Native to lands stretching from southern Europe to Central Asia, fresh hyssop boasts vibrant flowers and plenty of folk medicine uses. Due to hyssop's properties as an antiseptic, cough reliever, and expectorant, it is commonly used as an aromatic herb and medicinal plant. Hyssop is a strong grower and will certainly bring you a lot of joy!
Sprouts in: 1 - 2 weeks
Harvest in: 5 - 18 weeks
- Grows best in temperatures between 18 - 30 °C / 64 - 86 °F.
You can start harvesting Hyssop in about one month after planting.
Gently trim off the tips of the plant leaving at least two pairs of true leaves to grow. There will be more growth soon!
If you cut your Hyssop, it will grow into a dense little bush. You can really alter the way your plant looks by cutting.

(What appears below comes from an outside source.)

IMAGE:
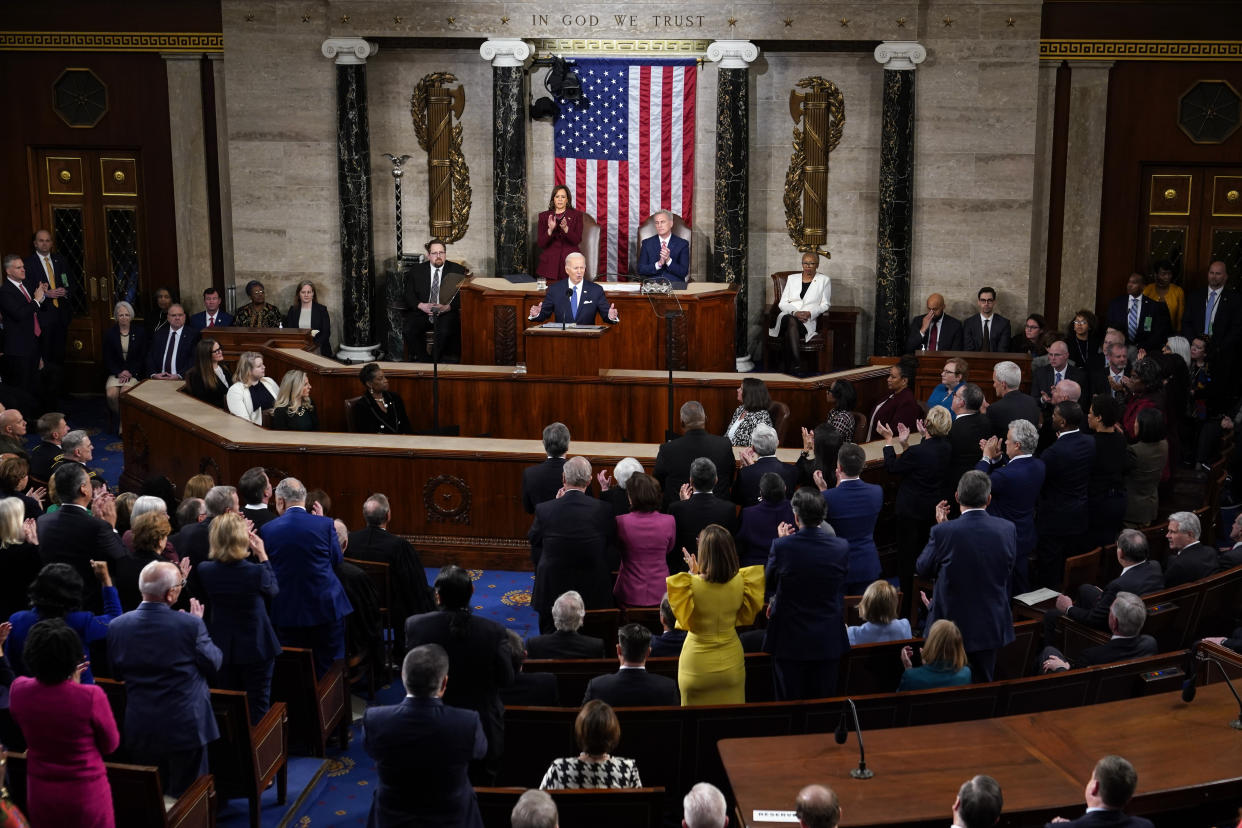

Once the Hyssop leaves are cut, they are collected and hung to dry. The drying process should place in a cool, dry, well-ventilated area. Drying herbs are kept from exposure to the sun to prevent discoloration and oxidation. The drying process takes approximately 1-2 weeks in its entirety. Dried Hyssop is a key component in Za'atar, mixed with salt, sesame seeds and sumac. This Middle Eastern spice mixture is used to season meats, bread, vegetables or sprinkled onto hummus.
- Fresh Hyssop can be used in any dish just like other common herbs. Just use it in cooking to a lesser extent due to its somewhat bitter taste.
- Did you know that Hyssop is commonly used by beekeepers to produce rich, aromatic honey? Even if you're not a beekeeper, Hyssop will attract bees and butterflies if planted outdoors. It's a pretty sight to witness these creatures and you'll be performing an act of kindness to the environment.
Pregnant women should not consume Hyssop.